5 cups bread flour or all-purpose flour (I like to use King Arthur’s bread flour)
2 1/2 cups warm water (2 cups water and 1/2 cup boiling water)
¼-oz. envelope active dry yeast (about 2¼ tsp.)
2 teaspoons honey
5 teaspoons of Diamond Crystal Kosher Salt or 1 Tbsp. Morton kosher salt
6 tablespoons extra virgin olive oil, plus more for hands
4 Tbsp. unsalted butter, plus more for pan
2–4 garlic cloves
1 tablespoon extra virgin olive oil
2 sprigs fresh rosemary leaves
Flaky sea salt
- Whisk one ¼-oz. envelope active dry yeast (about 2¼ tsp.), 2 tsp. honey, and 2½ cups lukewarm water in a medium bowl and let sit 5 minutes (it should foam or at least get creamy; if it doesn’t your yeast is dead and you should start again—check the expiration date!).
- Add 5 cups (625 g) all-purpose flour and 5 tsp. Diamond Crystal or 1 Tbsp. Morton kosher salt and mix with a rubber spatula until a shaggy dough forms and no dry streaks remain.
- Pour 4 Tbsp. extra-virgin olive oil into a big bowl that will fit in your refrigerator. This dough is going to rise! Transfer dough to bowl and turn to coat in oil. Place bowl in a draft free area and let it rise at room temperature until doubled in size, 3–4 hours.

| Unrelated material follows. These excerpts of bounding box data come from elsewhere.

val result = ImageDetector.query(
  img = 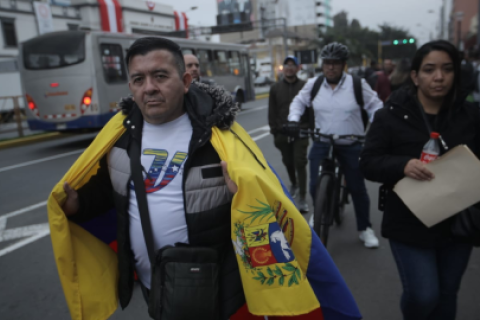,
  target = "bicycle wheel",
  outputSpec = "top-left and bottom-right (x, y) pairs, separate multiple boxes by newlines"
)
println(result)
(313, 174), (334, 247)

- Generously butter a 13×9″ baking pan, for thicker focaccia that’s perfect for sandwiches, or an 18×13″ rimmed baking sheet, for focaccia that’s thinner, crispier, and great for snacking. The butter may seem superfluous, but it’ll ensure that your focaccia doesn’t stick. Pour 1 Tbsp. extra-virgin olive oil into center of pan. Keeping the dough in the bowl and using a fork in each hand, gather up edges of dough farthest from you and lift up and over into center of bowl. Give the bowl a quarter turn and repeat process. Do this 2 more times; you want to deflate dough while you form it into a rough ball. Transfer dough to a prepared pan. Pour any oil left in bowl over and turn dough to coat it in oil. Let rise, uncovered, in a dry, warm spot (like near a radiator or on top of the fridge or a preheating oven) until doubled in size, at least 1½ hours and up to 4 hours.

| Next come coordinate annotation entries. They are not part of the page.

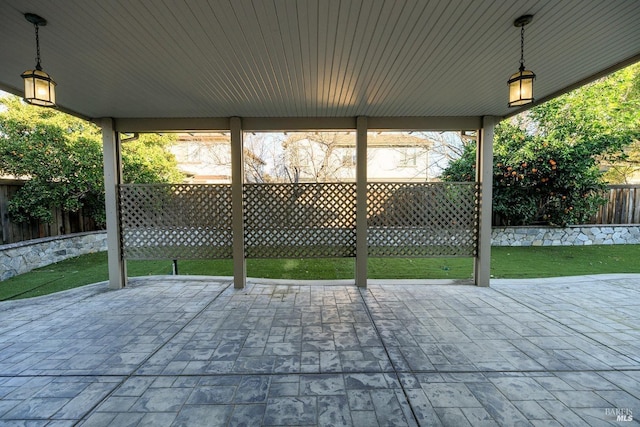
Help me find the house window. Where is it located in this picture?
[399,147,418,168]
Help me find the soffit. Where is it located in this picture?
[0,0,640,118]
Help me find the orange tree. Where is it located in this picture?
[442,64,640,226]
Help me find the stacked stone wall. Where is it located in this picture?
[491,225,640,246]
[0,231,107,281]
[0,225,640,281]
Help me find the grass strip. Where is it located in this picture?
[0,245,640,301]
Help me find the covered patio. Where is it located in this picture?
[0,275,640,427]
[0,0,640,426]
[0,0,640,288]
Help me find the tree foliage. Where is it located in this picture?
[0,96,179,224]
[443,64,640,225]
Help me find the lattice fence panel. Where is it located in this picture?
[367,182,479,257]
[120,184,232,259]
[244,183,356,258]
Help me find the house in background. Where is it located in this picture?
[168,132,266,184]
[282,132,466,182]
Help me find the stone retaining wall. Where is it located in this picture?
[0,231,107,281]
[0,225,640,281]
[491,225,640,246]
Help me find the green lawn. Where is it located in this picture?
[0,245,640,300]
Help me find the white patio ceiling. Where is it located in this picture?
[0,0,640,122]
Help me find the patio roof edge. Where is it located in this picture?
[115,116,482,132]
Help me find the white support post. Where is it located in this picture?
[474,116,497,286]
[356,117,369,288]
[99,118,127,289]
[229,117,247,289]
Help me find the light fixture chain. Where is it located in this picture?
[520,25,524,69]
[33,24,42,71]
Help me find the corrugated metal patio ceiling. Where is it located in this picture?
[0,0,640,118]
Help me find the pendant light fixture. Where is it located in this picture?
[507,15,536,107]
[21,13,56,107]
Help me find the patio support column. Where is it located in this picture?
[474,116,498,286]
[356,117,368,288]
[98,118,127,289]
[229,117,247,289]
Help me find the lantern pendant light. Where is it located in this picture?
[21,13,56,107]
[507,15,536,107]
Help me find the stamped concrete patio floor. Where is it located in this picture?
[0,275,640,427]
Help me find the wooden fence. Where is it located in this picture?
[593,185,640,224]
[0,180,640,244]
[0,180,100,245]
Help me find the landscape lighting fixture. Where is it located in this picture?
[21,13,56,107]
[507,15,536,107]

- Place a rack in middle of oven; preheat to 450°. To see if the dough is ready, poke it with your finger. It should spring back slowly, leaving a small visible indentation. If it springs back quickly, the dough isn’t ready. (If at this point the dough is ready to bake but you aren’t, you can chill it up to 1 hour.) Lightly oil your hands. If using a rimmed baking sheet, gently stretch out dough to fill (you probably won’t need to do this if using a baking pan). Use your fingers to poke deep dents — like seriously, poke all the way down until you touch the baking sheet — all over the surface of the dough. Then drizzle a tablespoon or two of olive oil evenly all over the top of the dough, and sprinkle evenly with the fresh rosemary needles and flaky sea salt. Bake focaccia until puffed and golden brown all over, 20–30 minutes.
- Hold off on this last step until you’re ready to serve the focaccia: Melt 4 Tbsp. unsalted butter in a small saucepan over medium heat. Remove from heat. Peel and grate in 2–4 garlic cloves with a Microplane (use 2 cloves if you’re garlic-shy or up to 4 if you love it). Return to medium heat and cook, stirring often, until garlic is just lightly toasted, 30–45 seconds. (Or, if you prefer raw garlic to toasted garlic, you can grate the garlic into the hot butter, off heat, then brush right away.)
- Brush garlic-butter all over focaccia and slice into squares or rectangles.
- Do Ahead: Focaccia is best eaten the day it’s made, but keeps well in the freezer. Slice it into pieces, store it in a freezer-safe container, then reheat it on a baking sheet in a 300° F oven.